Roma, en tantas cosas heredera de Grecia, también reguló en sus normas los ropajes; determinadas categorías de tejido como la seda, el número de bandas coloreadas en una túnica y sobre todo el uso de determinados colores, en especial el famoso Púrpura de Tiro, estaban reservados a senadores, caballeros u otras clases determinadas y su uso estaba prohibido para el resto.
Para que las mujeres decentes no se pudieran confundir, Roma legisló también el uso obligatorio de una toga coloreada en tonos rojos (Toga muliebris) para las prostitutas y las divorciadas por causa de adulterio. Estas y otras limitaciones estaban codificadas en las llamadas Leyes Suntuarias proclamadas durante la República cuyo cumplimiento era más bien relajado; a lo largo del Imperio fueron cayendo en desuso.

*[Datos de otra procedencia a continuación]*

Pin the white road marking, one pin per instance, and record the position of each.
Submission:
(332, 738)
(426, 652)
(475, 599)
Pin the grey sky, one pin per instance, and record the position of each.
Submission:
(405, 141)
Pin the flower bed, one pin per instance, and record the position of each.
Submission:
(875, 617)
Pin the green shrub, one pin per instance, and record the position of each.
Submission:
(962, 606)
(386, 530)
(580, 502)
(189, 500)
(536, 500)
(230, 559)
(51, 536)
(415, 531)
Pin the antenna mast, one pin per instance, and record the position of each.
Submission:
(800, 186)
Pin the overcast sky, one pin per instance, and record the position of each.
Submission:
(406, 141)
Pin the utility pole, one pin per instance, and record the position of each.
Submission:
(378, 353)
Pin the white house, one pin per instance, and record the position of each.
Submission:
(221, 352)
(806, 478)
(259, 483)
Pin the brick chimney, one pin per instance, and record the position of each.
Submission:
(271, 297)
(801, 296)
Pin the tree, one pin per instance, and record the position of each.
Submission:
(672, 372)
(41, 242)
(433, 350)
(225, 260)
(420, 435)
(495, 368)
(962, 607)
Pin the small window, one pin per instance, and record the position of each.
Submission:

En la Europa medieval, durante el Renacimiento y en Gran Bretaña hasta el siglo XVIII se siguieron promulgando leyes que, con la excusa de limitar los gastos suntuarios, creaban unos códigos sociales de vestimenta que en la práctica servían para subrayar y perpetuar las diferencias sociales.
Un ejemplo son los Estatutos Suntuarios promulgados por Isabel I de Inglaterra reformando legislación anterior. En estos estatutos se especifica con meticuloso detalle qué rangos nobiliarios pueden llevar qué tipos de tejido (seda, brocados, oro, diferentes pieles) diferenciando entre hombres y mujeres y llegando hasta la longitud de las espadas o la superposición de las prendas.

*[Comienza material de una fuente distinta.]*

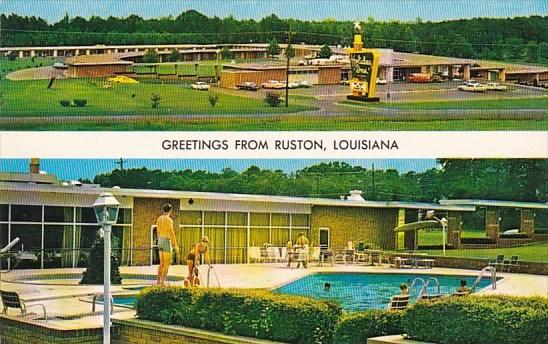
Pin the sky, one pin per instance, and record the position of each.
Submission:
(72, 169)
(435, 10)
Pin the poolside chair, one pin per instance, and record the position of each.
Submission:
(10, 299)
(509, 264)
(497, 262)
(254, 254)
(398, 302)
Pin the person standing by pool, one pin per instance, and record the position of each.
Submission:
(166, 242)
(301, 247)
(193, 259)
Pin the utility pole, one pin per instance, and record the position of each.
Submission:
(121, 163)
(373, 191)
(287, 67)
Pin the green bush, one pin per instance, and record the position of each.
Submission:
(80, 102)
(473, 319)
(357, 327)
(251, 313)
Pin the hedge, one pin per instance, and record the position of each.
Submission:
(245, 312)
(355, 328)
(474, 319)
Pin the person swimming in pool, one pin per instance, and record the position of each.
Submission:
(193, 260)
(167, 242)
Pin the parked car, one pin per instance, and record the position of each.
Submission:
(248, 86)
(200, 86)
(273, 84)
(471, 87)
(122, 79)
(495, 86)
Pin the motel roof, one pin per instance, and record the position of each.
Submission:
(99, 59)
(495, 203)
(146, 193)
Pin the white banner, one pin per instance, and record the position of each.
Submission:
(274, 145)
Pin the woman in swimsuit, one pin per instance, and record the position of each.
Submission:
(193, 259)
(166, 242)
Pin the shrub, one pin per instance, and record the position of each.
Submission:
(80, 102)
(489, 319)
(251, 313)
(213, 98)
(357, 327)
(273, 99)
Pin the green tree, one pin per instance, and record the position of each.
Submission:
(151, 56)
(325, 52)
(273, 48)
(174, 56)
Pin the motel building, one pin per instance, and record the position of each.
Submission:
(56, 223)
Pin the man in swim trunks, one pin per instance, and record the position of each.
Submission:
(166, 242)
(193, 259)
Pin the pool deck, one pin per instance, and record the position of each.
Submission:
(68, 300)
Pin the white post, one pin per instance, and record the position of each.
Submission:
(106, 293)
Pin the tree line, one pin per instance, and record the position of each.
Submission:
(516, 180)
(513, 39)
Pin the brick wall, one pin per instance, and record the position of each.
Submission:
(136, 331)
(19, 332)
(355, 224)
(145, 213)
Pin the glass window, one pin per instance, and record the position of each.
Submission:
(280, 220)
(85, 215)
(4, 212)
(58, 214)
(26, 213)
(58, 246)
(260, 219)
(124, 216)
(299, 220)
(190, 217)
(237, 219)
(214, 218)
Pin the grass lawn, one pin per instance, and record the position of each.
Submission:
(8, 66)
(31, 98)
(529, 253)
(507, 103)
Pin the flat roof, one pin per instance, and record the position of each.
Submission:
(147, 193)
(495, 203)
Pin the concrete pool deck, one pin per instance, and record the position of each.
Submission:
(73, 301)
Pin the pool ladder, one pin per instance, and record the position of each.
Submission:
(493, 273)
(94, 302)
(425, 285)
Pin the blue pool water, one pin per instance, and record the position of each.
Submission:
(357, 292)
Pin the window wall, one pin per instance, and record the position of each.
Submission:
(231, 233)
(57, 236)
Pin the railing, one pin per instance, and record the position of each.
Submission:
(493, 273)
(94, 302)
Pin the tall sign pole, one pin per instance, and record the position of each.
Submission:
(364, 65)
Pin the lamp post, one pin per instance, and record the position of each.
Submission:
(106, 210)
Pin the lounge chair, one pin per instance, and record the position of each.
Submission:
(497, 262)
(398, 302)
(512, 263)
(11, 299)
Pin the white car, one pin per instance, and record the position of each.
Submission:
(200, 86)
(274, 84)
(495, 86)
(470, 87)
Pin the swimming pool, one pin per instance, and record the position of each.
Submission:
(357, 291)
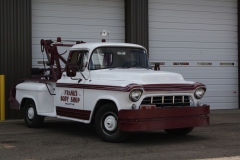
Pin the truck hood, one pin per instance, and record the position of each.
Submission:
(140, 76)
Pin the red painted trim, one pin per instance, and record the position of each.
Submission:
(151, 87)
(73, 113)
(172, 87)
(100, 87)
(162, 118)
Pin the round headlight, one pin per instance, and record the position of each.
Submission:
(199, 93)
(135, 95)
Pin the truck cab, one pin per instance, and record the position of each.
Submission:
(113, 86)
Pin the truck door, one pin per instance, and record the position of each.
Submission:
(69, 98)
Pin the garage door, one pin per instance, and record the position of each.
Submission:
(75, 20)
(198, 38)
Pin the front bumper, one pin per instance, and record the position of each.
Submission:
(163, 118)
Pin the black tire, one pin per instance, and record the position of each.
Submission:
(106, 121)
(179, 131)
(32, 119)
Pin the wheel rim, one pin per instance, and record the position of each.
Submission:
(30, 113)
(110, 123)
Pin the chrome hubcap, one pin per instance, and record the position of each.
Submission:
(30, 113)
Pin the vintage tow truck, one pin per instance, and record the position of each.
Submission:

Así, por ejemplo, ninguna mujer que no tuviese rango de esposa de caballero o superior estaba autorizada a lucir cordones de seda sobre sus ropajes externos. Sólo las esposas de Caballeros de la Espuela y del Consejo Privado, duquesas, marquesas y damas de compañía y de honor de la reina además de vizcondesas y baronesas, estaban autorizadas a usar terciopelo carmesí en según qué prendas dependiendo de su rango concreto. La violación de las normas era castigada con multas, aunque el cumplimiento era laxo.

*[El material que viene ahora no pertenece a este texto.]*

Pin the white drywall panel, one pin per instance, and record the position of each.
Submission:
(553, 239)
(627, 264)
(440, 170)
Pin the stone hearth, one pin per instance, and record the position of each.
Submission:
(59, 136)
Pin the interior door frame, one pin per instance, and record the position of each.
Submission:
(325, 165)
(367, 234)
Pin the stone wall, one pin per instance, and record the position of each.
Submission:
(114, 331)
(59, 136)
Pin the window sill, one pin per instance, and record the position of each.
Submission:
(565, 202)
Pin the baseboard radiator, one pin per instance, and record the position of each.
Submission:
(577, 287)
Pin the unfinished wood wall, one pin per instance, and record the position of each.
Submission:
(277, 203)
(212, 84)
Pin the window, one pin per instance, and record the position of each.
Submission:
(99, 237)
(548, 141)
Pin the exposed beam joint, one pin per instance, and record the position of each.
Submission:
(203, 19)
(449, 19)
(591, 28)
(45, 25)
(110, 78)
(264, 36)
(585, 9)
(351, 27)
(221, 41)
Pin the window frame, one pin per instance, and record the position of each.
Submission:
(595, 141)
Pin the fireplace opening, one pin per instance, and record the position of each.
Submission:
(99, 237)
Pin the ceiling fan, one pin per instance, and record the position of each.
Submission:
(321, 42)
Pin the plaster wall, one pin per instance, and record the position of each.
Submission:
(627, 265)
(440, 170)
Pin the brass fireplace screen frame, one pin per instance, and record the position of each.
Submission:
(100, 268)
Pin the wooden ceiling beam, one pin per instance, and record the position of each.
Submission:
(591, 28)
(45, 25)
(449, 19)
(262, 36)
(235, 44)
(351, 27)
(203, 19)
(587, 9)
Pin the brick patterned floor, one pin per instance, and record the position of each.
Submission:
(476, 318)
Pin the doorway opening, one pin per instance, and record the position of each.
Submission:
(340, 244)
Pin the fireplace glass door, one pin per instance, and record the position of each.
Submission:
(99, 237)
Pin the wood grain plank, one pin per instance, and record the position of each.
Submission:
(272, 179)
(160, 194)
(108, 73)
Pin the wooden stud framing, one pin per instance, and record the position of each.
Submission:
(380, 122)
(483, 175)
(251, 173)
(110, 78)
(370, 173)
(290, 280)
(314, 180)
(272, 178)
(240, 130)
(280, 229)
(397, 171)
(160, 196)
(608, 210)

Los peligrosos zapatos de tacón
Otra prenda que provocaba furor en la Europa medieval eran los zapatos de tacón en sus diferentes encarnaciones y estilos. En un primer momento fueron puestos de moda por las damas de las cortes como método para realzar su belleza y disimular la escasa estatura, pero pronto se convirtieron en una verdadera carrera hacia el absurdo.
Por ejemplo los chapines, una especie de zapatos de plataforma de origen español que se extendieron por el continente en el siglo XV, llegaron a alcanzar alturas ridículas de más de 70 centímetros. Para evitar la competencia en esta moda, Venecia legisló en 1430 que no podrían superar las tres pulgadas, unos siete centímetros.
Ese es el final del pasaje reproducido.